日中正常化は日本の側から言えば「日本は中国と関係を樹立することで、米国とソ連に対して外交カードを手にすることが出来た」(中国人民解放軍機関紙「解放軍報」)のであり、中国は中国で、日本を抱き込むことで、米国とソ連に対して、日本カードを切ることに成功したのです。なかでもソ連が日本を念頭において、画策していた「全アジア集団安保構想」に対する痛打となったことは間違いない。

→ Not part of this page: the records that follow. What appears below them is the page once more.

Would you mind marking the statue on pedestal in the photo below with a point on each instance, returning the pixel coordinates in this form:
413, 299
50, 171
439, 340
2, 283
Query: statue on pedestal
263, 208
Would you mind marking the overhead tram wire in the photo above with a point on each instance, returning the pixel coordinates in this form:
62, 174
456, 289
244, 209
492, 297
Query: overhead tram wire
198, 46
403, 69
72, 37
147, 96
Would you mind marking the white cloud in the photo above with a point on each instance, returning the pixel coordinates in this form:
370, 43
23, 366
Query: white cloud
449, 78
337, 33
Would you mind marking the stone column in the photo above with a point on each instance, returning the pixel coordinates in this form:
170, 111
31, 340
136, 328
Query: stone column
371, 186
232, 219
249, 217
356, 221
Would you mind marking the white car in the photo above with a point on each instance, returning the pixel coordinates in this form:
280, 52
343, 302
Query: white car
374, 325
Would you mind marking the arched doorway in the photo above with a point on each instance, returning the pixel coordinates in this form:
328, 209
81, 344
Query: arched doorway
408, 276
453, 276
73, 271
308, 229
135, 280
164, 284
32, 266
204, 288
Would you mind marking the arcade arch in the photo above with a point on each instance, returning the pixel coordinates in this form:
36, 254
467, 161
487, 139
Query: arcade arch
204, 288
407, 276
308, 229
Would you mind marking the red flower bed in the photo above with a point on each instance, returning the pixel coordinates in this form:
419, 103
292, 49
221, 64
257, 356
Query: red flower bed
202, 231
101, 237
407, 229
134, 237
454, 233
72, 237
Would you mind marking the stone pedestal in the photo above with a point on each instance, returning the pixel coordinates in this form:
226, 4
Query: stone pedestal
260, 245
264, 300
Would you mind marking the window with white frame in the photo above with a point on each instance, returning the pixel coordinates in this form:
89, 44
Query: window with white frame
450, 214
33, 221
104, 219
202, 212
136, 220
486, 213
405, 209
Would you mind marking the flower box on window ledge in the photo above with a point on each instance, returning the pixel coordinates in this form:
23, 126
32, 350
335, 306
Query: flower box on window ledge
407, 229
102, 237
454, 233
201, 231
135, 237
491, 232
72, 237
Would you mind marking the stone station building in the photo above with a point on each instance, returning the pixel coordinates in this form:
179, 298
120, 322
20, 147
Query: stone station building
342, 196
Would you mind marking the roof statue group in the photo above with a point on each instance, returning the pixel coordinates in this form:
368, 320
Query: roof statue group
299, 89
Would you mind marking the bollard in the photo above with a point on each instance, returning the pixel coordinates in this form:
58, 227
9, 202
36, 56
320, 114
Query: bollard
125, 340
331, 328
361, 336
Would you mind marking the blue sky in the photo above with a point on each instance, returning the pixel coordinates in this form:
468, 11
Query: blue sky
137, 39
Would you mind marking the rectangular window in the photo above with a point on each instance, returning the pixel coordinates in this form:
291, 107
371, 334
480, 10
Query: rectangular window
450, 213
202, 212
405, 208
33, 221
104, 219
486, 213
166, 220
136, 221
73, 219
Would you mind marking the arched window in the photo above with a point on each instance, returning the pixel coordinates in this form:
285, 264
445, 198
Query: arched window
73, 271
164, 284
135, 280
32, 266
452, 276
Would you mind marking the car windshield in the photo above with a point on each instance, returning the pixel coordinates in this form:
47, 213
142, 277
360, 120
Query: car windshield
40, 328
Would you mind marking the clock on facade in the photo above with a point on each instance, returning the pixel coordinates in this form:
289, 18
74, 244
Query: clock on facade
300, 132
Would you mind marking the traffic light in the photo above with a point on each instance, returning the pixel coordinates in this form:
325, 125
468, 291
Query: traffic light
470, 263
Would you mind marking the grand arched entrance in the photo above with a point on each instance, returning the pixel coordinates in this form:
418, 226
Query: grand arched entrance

つまり日中「和解」とは一台湾の問題ではなく、戦後日本が始めて参加した大国のパワーゲームそのものだったのです

1969年、米国外交論文誌「フォーリン・アフェアーズ」にニクソンは論文を掲載し、世界に存在する5大パワーとして、米国、ソ連、欧州、日本、中国を挙げて、これら大国間の関係調整を通じて、ベトナム以後の新たな国際新秩序の実現を求めることを提唱しました。

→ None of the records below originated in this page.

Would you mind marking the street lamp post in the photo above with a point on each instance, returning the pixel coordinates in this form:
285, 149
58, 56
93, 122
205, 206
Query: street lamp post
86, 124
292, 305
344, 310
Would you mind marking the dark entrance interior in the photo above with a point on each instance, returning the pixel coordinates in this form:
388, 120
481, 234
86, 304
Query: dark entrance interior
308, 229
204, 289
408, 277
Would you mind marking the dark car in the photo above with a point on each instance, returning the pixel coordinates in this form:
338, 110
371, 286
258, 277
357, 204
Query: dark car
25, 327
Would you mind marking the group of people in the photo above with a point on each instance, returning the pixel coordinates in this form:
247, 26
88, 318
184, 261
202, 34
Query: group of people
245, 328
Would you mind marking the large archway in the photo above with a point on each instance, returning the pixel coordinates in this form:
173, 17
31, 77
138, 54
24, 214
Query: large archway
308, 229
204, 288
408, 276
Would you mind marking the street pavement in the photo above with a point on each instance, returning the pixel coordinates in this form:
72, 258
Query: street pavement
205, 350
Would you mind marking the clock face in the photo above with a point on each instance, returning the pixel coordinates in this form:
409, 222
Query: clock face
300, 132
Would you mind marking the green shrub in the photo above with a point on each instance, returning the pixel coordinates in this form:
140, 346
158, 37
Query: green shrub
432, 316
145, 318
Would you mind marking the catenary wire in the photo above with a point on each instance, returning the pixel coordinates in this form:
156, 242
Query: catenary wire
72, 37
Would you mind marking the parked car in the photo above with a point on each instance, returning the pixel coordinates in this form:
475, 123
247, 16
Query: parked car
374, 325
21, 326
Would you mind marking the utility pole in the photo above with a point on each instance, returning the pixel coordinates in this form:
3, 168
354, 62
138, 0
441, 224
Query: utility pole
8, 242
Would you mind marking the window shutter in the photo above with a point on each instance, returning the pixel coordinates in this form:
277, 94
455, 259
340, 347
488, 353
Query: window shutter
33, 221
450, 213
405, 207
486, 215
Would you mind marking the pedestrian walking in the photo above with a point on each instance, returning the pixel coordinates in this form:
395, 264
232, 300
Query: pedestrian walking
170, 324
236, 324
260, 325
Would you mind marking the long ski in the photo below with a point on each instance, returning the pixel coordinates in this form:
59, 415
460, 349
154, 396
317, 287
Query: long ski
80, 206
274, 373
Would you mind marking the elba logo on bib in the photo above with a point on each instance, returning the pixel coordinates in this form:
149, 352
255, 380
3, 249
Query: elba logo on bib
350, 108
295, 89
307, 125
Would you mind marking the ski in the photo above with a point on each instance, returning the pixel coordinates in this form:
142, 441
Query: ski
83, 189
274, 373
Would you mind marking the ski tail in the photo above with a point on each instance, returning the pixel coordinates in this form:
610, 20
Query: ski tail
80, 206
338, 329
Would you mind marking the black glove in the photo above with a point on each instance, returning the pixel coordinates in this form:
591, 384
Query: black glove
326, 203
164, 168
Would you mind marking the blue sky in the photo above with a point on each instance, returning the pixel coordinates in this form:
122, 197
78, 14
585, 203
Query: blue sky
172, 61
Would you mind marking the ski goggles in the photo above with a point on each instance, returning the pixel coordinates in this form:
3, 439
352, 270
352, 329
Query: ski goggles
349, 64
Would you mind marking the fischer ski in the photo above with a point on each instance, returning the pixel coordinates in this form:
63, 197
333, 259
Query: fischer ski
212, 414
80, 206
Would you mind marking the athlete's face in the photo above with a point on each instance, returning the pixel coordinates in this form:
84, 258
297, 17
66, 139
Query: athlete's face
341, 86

それから3年、北京で、田中と会見した毛沢東は「田中先生、日本には4つの敵があります。それは米国であり、ソ連であり、ヨーロッパであり、最後が中国です」と語りかけたのです。ニクソンも毛沢東も世界の運命を決める5大国間の組み合わせを念頭において、今後の国際問題を考えていたのです。

それは毛の若き日の論文から引用して言えば「誰が我々の味方なのか、誰が我々の敵なのか」という問いかけでもあったのです。

角栄死して、17年。米中「同盟」を背景にして新しいパワーゲームが始まりました。
日本はこの歴史の舞台で有力なパワーになることができるのかどうか。
民主党党首選挙が近づいてきました。私たちは間違いなく歴史の節目に立っているのです。